Tuesday, March 17, 2009

The web page isn't half empty, it's half full!

Sometimes the things that annoy you most can surprise you in delighting you given a completely different context. So that's the lede -- now that I haven't buried it, let me tell you what I mean.

Blogs and other content sites are wonderful. It seems my appetite for informational input, as far as I've tested, really knows no limits, and Web sites chock full of interesting information, thought-provoking viewpoints, and insightful analyses feed the part of me that craves this stuff. But lately, I've become increasingly annoyed at the content-to-other-crap ratio. More and more, site owners are shoving things into both the left and right hand columns. Some are interesting and useful, while some are simply irrelevant and annoying. I've seen pages where the amount of space taken up by actual content is less than 20% of the screen real estate!

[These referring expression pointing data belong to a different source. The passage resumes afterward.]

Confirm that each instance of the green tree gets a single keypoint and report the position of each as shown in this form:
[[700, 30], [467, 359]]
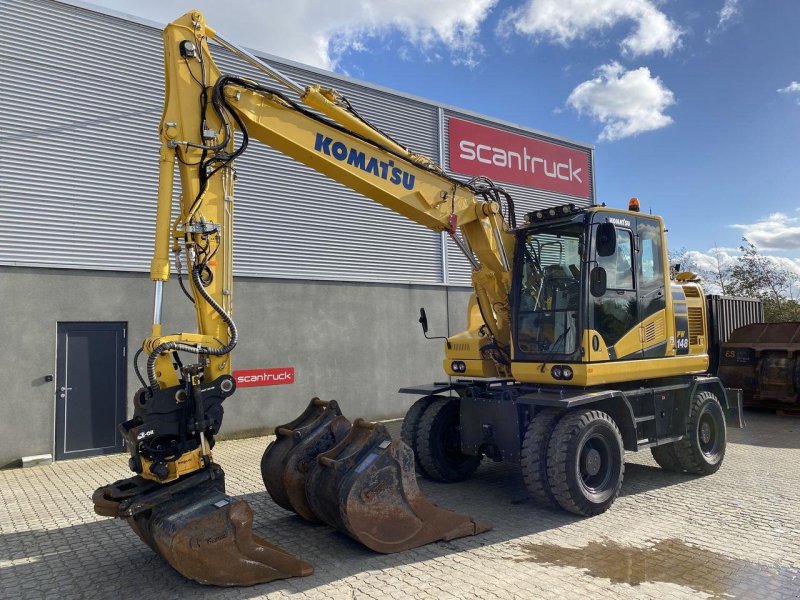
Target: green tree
[[758, 276]]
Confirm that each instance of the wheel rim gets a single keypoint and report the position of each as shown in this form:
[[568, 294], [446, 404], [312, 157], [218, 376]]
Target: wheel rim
[[595, 466], [708, 437]]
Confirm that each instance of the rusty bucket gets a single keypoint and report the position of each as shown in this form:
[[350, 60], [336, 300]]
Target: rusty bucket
[[200, 531], [288, 460], [366, 487]]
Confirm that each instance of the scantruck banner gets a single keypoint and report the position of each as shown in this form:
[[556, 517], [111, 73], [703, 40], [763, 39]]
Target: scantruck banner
[[504, 156], [258, 377]]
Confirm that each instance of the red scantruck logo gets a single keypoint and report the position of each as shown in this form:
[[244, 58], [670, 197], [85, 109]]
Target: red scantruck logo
[[480, 150], [259, 377]]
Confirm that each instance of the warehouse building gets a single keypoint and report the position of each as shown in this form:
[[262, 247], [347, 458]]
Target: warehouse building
[[328, 283]]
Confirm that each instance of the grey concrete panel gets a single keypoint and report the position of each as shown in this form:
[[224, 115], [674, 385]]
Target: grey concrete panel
[[353, 342]]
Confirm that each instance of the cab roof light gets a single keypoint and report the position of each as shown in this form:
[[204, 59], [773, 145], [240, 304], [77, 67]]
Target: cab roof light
[[551, 213]]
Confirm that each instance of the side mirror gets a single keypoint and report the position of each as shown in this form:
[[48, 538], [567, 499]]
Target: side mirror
[[597, 282], [606, 239], [423, 320]]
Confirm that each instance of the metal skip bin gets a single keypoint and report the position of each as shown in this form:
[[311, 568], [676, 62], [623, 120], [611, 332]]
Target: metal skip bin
[[362, 484], [200, 531]]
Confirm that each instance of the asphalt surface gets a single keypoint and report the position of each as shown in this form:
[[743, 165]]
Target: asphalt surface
[[733, 534]]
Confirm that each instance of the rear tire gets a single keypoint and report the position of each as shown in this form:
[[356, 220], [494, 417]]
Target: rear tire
[[533, 458], [702, 450], [585, 462], [439, 443], [408, 433]]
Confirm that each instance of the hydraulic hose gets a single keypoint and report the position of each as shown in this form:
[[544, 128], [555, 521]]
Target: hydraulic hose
[[180, 347]]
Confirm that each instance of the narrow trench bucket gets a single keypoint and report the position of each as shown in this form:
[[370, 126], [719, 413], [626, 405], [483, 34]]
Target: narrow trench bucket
[[289, 459], [362, 484], [200, 531]]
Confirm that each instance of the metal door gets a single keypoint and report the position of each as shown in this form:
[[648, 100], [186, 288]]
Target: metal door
[[90, 388]]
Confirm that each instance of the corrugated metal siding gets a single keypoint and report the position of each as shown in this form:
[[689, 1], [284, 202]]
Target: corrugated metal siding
[[525, 199], [81, 102]]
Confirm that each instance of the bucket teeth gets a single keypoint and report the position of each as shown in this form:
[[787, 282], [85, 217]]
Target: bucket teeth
[[201, 532], [362, 483]]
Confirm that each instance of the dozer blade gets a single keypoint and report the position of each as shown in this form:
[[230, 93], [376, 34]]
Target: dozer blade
[[289, 459], [366, 487], [201, 532]]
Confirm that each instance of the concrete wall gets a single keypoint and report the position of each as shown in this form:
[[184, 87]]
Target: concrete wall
[[353, 342]]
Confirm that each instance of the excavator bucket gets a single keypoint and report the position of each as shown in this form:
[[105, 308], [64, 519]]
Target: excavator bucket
[[362, 483], [200, 531], [288, 460]]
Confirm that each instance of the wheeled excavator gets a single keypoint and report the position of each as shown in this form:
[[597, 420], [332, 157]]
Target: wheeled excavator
[[580, 343]]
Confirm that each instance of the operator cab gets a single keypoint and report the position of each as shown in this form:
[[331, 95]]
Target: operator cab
[[590, 286]]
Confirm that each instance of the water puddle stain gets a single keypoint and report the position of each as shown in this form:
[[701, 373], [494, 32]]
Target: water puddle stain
[[669, 561]]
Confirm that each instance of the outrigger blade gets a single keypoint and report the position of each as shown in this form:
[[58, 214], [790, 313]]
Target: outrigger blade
[[200, 531], [362, 483]]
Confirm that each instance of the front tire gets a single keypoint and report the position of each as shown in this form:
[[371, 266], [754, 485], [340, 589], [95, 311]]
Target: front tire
[[585, 462], [439, 443], [702, 450], [408, 433], [533, 458]]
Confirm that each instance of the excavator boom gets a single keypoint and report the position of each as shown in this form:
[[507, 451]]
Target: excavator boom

The primary way these sites compress the area used up by actual useful content is by fitting them into a narrow column down the page. Daily Kos is a great example of this, where despite your political leanings, everyone can agree that there's an awful lot of non-content content on the page that has questionable utility and value to the content on the page. With so little space dedicated to actual content, in what context would this be a good thing?

And this is where the "web page isn't half empty, it's half full." Because on the Web, this situation is annoying, as so much real estate is taken up by non-content. But on an iPhone, the narrow column format for content means that on a small screen like the iPhone's, once you zoom in on the content, it makes it far easier to read.

I now cross my fingers and shake my accelerometer once for good luck hoping that this next page that I want to read has a narrow column for the content on the page -- and when it doesn't, I ponder throwing the iPhone down in disgust and walking away.

Annoyance has turned into delight -- I now would love to buy the designers of these sites a beer! Of course, that glass of beer you can bet will only be half full. I still have to bear viewing them on my full-sized PC, after all.